Camping-Beiz für Gourmets
Den Oktopus möge er lieber auf dem Teller, lacht Gabriele Rotellini. Und dafür braucht der Elbaner gar nicht weit zu gehen: serviert wird der «Polpo» vom Grill mit geräucherter Burrata auf dem kleinen Campingplatz Valle Santa Maria, den er zusammen mit seinen Eltern und der Schwester führt. Auch in Form von Penne mit gelben Datteltomaten oder als Gericht mit Kartoffeln steht der Tintenfisch heute im Bistro Miramar auf der Karte. Die Abwehrhaltung unseres Oktopusfreundes vom Capo Stella war also gar nicht so unberechtigt: auf Elba wird viel und gerne gegessen, was aus dem Meer gezogen wird. So eben auch in dieser Camping-Beiz, die angesichts ihrer Menüauswahl – und der spektakulären Lage direkt am Sandstrand der Bucht von Lacona – so viel mehr ist als das.
Geheimtipp «La Finca»
Auf einer kleinen Anhöhe nur ein paar Fahrminuten vom Campingplatz Valle Santa Maria haben sich Mary und Luigi auf einem Stück Land an kleines Paradies erschaffen. Hier gackern die Hühner, schnattern die Gänse, und ab und zu rennt sogar ein Hase über die Wiese, während sich Luigi um das Feuer für das «Bistecca alla fiorentina» kümmert. Sohn Roberto reicht derweil die Getränke aus dem blauen, zur Bar umfunktionierten Wohnwagen und Mary serviert die liebevoll assortierte Apero-Häppchen. Vom gebackenen Salbeiblatt, Käse mit Honig (von den eigenen Bienen) über köstlichen Tintenfisch bis zum Erdbeer-Dessert – ein Essen unter freiem Sternenhimmel bei Mary und Luigi ist ein Traum. Was selbst angebaut werden kann, landet auf dem Teller. Oder im Glas, so wie der Limoncello zum Schluss. Fisch und Fleisch stammt von Lieferanten ihres Vertrauens. Maximal 20 Personen finden an der langen Freiluft-Tafel Platz. Reservation ist Pflicht – und zwar ganz analog, per Telefon (+39 340 862 22 86).

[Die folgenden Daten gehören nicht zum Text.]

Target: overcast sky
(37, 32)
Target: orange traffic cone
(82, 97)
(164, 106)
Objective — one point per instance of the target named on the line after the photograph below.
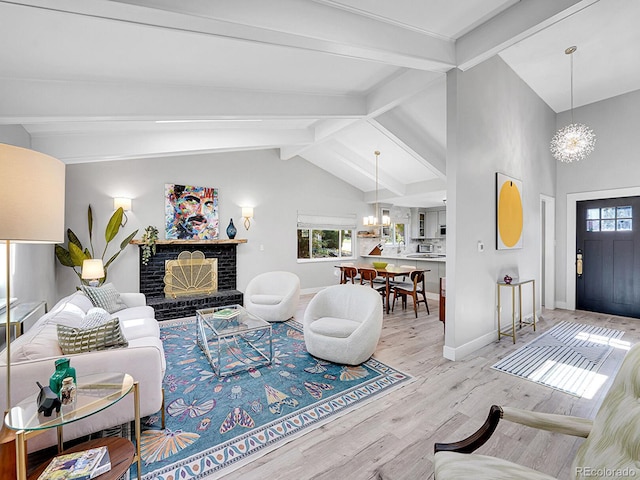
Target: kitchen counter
(421, 257)
(434, 267)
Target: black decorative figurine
(47, 401)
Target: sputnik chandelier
(575, 141)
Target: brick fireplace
(152, 277)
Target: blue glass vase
(231, 230)
(63, 370)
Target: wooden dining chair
(368, 276)
(414, 288)
(348, 274)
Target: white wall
(276, 189)
(33, 265)
(496, 123)
(614, 165)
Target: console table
(94, 393)
(511, 332)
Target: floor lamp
(31, 211)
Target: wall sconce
(247, 214)
(125, 203)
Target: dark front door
(608, 238)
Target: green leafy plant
(75, 253)
(149, 239)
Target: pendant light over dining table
(372, 220)
(575, 141)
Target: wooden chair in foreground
(368, 276)
(609, 451)
(348, 274)
(414, 288)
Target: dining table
(388, 273)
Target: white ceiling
(329, 81)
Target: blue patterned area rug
(566, 357)
(215, 425)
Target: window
(325, 237)
(610, 219)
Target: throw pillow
(95, 317)
(75, 340)
(106, 297)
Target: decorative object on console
(149, 239)
(23, 169)
(63, 370)
(191, 213)
(372, 220)
(231, 230)
(509, 212)
(47, 401)
(93, 271)
(76, 254)
(125, 204)
(247, 214)
(575, 141)
(68, 391)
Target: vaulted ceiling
(330, 81)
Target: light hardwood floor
(393, 436)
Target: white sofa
(33, 357)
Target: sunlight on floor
(566, 377)
(612, 342)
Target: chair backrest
(349, 274)
(352, 302)
(417, 278)
(614, 438)
(367, 275)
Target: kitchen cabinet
(442, 217)
(432, 229)
(418, 223)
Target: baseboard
(306, 291)
(462, 351)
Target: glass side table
(233, 339)
(94, 393)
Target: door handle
(579, 263)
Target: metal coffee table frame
(245, 339)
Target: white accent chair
(342, 324)
(273, 296)
(610, 449)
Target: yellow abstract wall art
(509, 212)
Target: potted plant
(75, 253)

Pinsa und Geissenmilchgelato im «Dieci Lire»
Auch im Landesinnern wimmelt es auf Elba nur so von Restaurants, von einfach bis gediegen. Einen schmackhafen Mittelweg hat das Dieci Lire, Enoteca & PizzaLab gefunden – wortwörtlich, stehen die beiden schmucken Gebäude der Gaststätte doch auf gegenüberliegenden Strassenseiten im kleinen Ort La Pila. Im Mittelpunkt des Geschehens steht die Pinsa – Pizza neu interpretiert. Dem Hörensagen nach hat Gastgeber Lorenzo Baldetti damit die besten Pizzen der ganzen Insel geschaffen.

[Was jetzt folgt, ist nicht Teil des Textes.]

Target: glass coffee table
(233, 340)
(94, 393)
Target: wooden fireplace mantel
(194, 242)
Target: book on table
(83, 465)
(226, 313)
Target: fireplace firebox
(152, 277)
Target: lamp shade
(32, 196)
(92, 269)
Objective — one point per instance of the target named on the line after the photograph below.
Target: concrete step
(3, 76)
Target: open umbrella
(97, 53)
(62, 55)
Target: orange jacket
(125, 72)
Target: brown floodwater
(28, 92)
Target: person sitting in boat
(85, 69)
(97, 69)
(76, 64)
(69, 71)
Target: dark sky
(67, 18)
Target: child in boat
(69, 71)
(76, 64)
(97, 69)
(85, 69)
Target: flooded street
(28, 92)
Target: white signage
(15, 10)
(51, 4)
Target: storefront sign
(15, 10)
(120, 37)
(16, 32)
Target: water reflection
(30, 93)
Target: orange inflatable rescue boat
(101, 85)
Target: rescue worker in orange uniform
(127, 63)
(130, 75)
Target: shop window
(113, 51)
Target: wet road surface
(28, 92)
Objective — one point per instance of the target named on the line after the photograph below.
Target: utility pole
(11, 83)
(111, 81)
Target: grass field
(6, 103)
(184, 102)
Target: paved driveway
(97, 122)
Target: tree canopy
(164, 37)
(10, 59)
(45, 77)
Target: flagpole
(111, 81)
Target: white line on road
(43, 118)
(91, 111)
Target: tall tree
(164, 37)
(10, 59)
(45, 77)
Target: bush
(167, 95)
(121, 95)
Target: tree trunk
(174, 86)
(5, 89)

Inspirieren liess er sich in Süditalien. Mehr Wasser, längeres gehen lassen, Verzicht auf tierische Fette und ein zweifaches Backen unterscheiden seinen Teig vom klassischen Pizzateig. Und machen das Endprodukt, belegt mit Kombinationen wie Burrata, Sardellen und Ruccola, oder Mascarpone und Madagaskarpfeffer nicht nur zum Gaumenschmaus, sondern auch leichter verdaulich – und lassen Raum für Dessert. Zum Glück! Denn das anschliessende Geissenmilch-Gelato mit Honig vergeht schneller auf der Zunge als einem lieb ist. Dass die Inseleigenen Geissen und Bienen für die Produktion der Zutaten verantwortlich sind, rundet den kulinarischen Höhenflug ab.

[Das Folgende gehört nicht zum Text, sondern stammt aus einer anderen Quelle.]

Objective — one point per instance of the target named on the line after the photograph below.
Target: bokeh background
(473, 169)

Anreise im Zug, Inselerkundung auf Rädern – und zu Fuss
Während die Anreise aus der Schweiz mit Zug und Fähre durchaus machbar ist – Sitzfleisch und etwas Glück bei den Anschlüssen vorausgesetzt – wird spätestens auf der Insel selbst ein Auto von Nöten. Riesig ist das Eiland mit seinen 30km Länge und fünf bis 18km Breite zwar nicht. Aber ganz schön hügelig, und ohne nennenswerte ÖV-Infrastruktur. Die dramatischen Aussichten machen den Weg von einem Ort zum nächsten zudem zum Ziel, vor allem wenn es über Anhöhen geht. Diese lassen sich auch hervorragend bewandern.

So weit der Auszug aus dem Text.